The manufacturing industry and other trade-exposed industries are the early winners of the switch to an emissions trading scheme (ETS) according to several business groups. However analysts’ opinions are still divided as to whether the ETS will really benefit businesses or not.
The Rudd Government announced over the weekend that it will fast forward the move from a fixed carbon price to an emissions trading scheme next year, a year ahead of schedule.
The ETS scheme would mean that the carbon price would fall to about $6-10 a tonne from the previous carbon tax of $24.15, matching Europe’s carbon prices and benefiting manufacturing.
Australian Industry Group Chief Executive Innes Willox believes the commencement of emissions trading is a positive move that will cut business costs while at the same time achieve the goal of meeting emissions targets.
In an article on Business Review Weekly, Willox says the biggest winners in the Federal Government’s decision are industries like foundries and food processors.
“They have been absorbing costs that are very material to their businesses, but are not large enough to qualify for free permit allocation.
“The move will lower costs on business, improve businesses’ capacity to invest, innovate and create jobs, without detracting from the objective of reducing emissions in line with Australia’s targets.”
According to the BRW report, Grattan Institute economist Tony Wood says businesses will be “better off then [sic] before they started this whole process.”
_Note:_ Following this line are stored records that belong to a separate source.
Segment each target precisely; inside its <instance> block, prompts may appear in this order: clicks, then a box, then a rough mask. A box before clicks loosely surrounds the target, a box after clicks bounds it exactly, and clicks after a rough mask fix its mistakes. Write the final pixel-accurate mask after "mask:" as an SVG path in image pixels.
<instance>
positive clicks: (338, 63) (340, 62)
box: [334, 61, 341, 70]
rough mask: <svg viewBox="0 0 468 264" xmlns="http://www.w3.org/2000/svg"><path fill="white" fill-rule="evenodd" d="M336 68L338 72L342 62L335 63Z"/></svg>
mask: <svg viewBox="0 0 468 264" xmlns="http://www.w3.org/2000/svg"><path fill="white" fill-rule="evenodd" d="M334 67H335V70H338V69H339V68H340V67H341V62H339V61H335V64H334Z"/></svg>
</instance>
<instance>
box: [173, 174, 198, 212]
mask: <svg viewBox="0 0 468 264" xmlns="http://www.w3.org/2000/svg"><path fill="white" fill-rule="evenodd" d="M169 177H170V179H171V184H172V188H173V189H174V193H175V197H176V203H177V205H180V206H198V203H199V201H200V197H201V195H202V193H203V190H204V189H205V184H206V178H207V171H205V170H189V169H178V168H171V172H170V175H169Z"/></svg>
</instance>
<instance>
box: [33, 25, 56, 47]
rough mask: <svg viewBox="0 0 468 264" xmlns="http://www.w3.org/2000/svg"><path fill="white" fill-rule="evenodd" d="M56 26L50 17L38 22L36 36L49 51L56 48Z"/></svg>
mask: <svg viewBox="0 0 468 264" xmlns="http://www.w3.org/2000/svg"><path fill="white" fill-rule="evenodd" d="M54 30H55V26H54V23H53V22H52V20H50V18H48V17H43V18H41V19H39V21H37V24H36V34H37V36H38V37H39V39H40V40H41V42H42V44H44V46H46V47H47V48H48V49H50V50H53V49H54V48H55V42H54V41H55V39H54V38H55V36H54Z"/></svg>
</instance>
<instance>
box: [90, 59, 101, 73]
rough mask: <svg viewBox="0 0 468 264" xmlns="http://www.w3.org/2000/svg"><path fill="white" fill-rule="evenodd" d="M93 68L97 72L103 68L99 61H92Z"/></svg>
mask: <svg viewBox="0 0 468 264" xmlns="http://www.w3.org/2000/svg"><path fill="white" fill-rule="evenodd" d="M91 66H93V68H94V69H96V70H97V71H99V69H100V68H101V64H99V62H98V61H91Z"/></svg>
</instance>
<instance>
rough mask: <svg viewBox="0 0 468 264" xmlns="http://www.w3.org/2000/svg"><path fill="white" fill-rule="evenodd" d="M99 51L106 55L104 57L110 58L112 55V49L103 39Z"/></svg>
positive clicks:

“Because the government and the Coalition have the same emissions reduction target, a market-based climate policy is better for business as action is inevitable,” says Wood.
However, ACCI chief economist Chris Evans says the decision to switch to ETS would likely continue the trend of uncertainty that businesses are facing and that a low carbon price could only be around temporarily.
“We know from experience that ETS prices are notoriously volatile,” he said. “Those advocating for an ETS should recall the European price was above $40 in 2008,” Evans said.
European carbon price fell due to an oversupply of emissions permits and the simultaneous decline in economic activity during the global financial crisis, according to BRW.